President’s Report

 Friday, 18 October, 2013

(Download Doc PRESIDENT’S REPORT 2013 AGM)

It’s my pleasure to present the President’s Report for the operation of the National Saleyards Quality Assurance program for the past 12 months.

This has been quite an important year for NSQA with several significant developments. 

First, we launched the No Name Saleyard Quality Manual proforma which is now available to all currently non-Accredited Members to assist them to develop their QA Manual, a pre-requisite to Accreditation; whether that be full Accreditation, which we encourage, or to Certificate Two level, which provides all Members a framework to practically operate QA within their facility. 

Frankly, a saleyard that cannot achieve Certificate Two level Accreditation will increasingly find itself outside the practical involvement of saleyard selling/exchange of ownership.

Coupled with this is the Gazettal of the NSQA program with Approved Compliance status within the terms of the Victorian Livestock Management Act. This provides saleyards in Victoria with a significant benefit and recognition within the provisions of the Australian Animal Welfare Standards and Guidelines-Land Transport of Livestock. NSQA Accredited Victorian saleyards will no longer be subject to DEIP inspections (and likely fees), the DEIP relying on the annual third-party audit reports provided by AUSMEAT as their assurance animal welfare requirements are being met. Of course Accreditation covers a lot more than animal welfare – issues like food safety, livestock identification and traceability and occupational health

Early in the year a document “SAFEMEAT Initiatives Review” was released. Prepared initially by a consultant, completed by a Review Committee, the document was not only inaccurate in content but harsh on the saleyard industry and quality assurance compliance showing a total lack of understanding of what the saleyard sector has done to implement industry programs and establish standards, without any consultation with at least NSQA, if not the whole saleyard sector.

I am pleased to acknowledge that our concerns were accepted and a further full review of the SAFEMEAT Initiatives Review was undertaken with the draft of the final report now in circulation.

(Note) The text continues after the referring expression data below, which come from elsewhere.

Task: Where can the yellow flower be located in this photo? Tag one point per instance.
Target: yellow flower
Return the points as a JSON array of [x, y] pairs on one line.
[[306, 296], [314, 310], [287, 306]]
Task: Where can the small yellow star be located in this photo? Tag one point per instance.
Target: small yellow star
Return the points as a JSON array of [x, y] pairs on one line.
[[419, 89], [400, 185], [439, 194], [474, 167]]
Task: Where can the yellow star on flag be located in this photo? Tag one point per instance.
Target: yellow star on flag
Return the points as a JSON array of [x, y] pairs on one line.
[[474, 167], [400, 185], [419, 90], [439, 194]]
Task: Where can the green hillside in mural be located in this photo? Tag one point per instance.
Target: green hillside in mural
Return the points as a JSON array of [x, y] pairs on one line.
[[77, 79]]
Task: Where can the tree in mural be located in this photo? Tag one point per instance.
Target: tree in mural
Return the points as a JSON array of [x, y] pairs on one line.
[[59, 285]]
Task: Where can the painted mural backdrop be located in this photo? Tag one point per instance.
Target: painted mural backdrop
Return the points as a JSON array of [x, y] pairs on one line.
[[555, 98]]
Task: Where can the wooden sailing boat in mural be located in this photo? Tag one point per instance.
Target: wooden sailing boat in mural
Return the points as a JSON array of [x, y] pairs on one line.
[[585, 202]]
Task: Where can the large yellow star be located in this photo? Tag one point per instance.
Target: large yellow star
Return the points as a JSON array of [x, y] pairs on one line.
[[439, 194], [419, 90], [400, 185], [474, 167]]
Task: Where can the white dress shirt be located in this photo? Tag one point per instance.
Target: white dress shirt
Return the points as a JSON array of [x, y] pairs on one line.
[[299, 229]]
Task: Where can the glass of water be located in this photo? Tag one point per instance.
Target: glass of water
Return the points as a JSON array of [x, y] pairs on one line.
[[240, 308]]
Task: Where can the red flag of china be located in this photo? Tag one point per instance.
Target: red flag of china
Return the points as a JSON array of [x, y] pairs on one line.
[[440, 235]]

It is a sharp contrast to the original document and I feel confident that with further consultation that is occurring, not only the NSQA program will be held in good stead but the willingness of saleyards to meet all aspects of industry requirements will be acknowledged.

It will now be important that the further review of SAFEMEAT provides a full consultative process for NSQA and saleyards in general.

Your Committee also noted with interest the announcement at the ALRTA Conference by the then Minister for Transport and Infrastructure of Commonwealth funding for the development of a National Livestock Loading Ramp Design Standard. Again, there has been no consultation with the saleyard sector of industry.

We shall continue to monitor this issue as we believe that such a standard fits within the NSQA program.

One pleasing event over recent months has been a number of enquiries from saleyards to join NSQA.  While we have lost some Members due to saleyard closures, we have had a new Member this year in Corowa which is proceeding to develop its QA Manual with the aim of Accreditation.

The importance of quality assurance in the market change is being recognised, particularly through the younger generation of industry personnel who are increasingly understanding of the involvement of quality assurance and best practice within the whole industry. I reflect back to the beginnings of NSQA with the recognition then that if saleyards are to maintain their rightful place in the exchange of ownership of livestock, provide producers with their best returns, then it is essential QA is fully involved.  The NSQA program provides that tool.

I would also like to congratulate Accredited Members for maintaining a high level of compliance. Unfortunately, in the past 18 months there has been one case of a Critical Non Compliance resulting in an Accreditation being cancelled.

I would like to take this opportunity to thank the Committee for not only their support during the year but their contribution to the affairs of NSQA.  I mentioned in my report last year that David Pollock, who had been a Director, Secretary/

Executive Officer of NSQA since the beginning of NSQA, was retiring last 30 October. He did but the Committee re-appointed him as Executive Officer in mid-January to take advantage of his experience in the industry and I thank him for his continued work in maintaining the interests of NSQA.

I would also like to thank Derek Mayall as the Ausmeat NSQA Program Manager and his team at Ausmeat for their contribution to NSQA.

The overall finances of the association remain stable. The Membership fee was increased in line with CPI.

I conclude by again saying to all Members – if you have made the effort to attain NSQA Accreditation, keep working to maintain the National Standards. To the others, I repeat the words, time for contemplating is over. Move forward and make a real effort during the year ahead.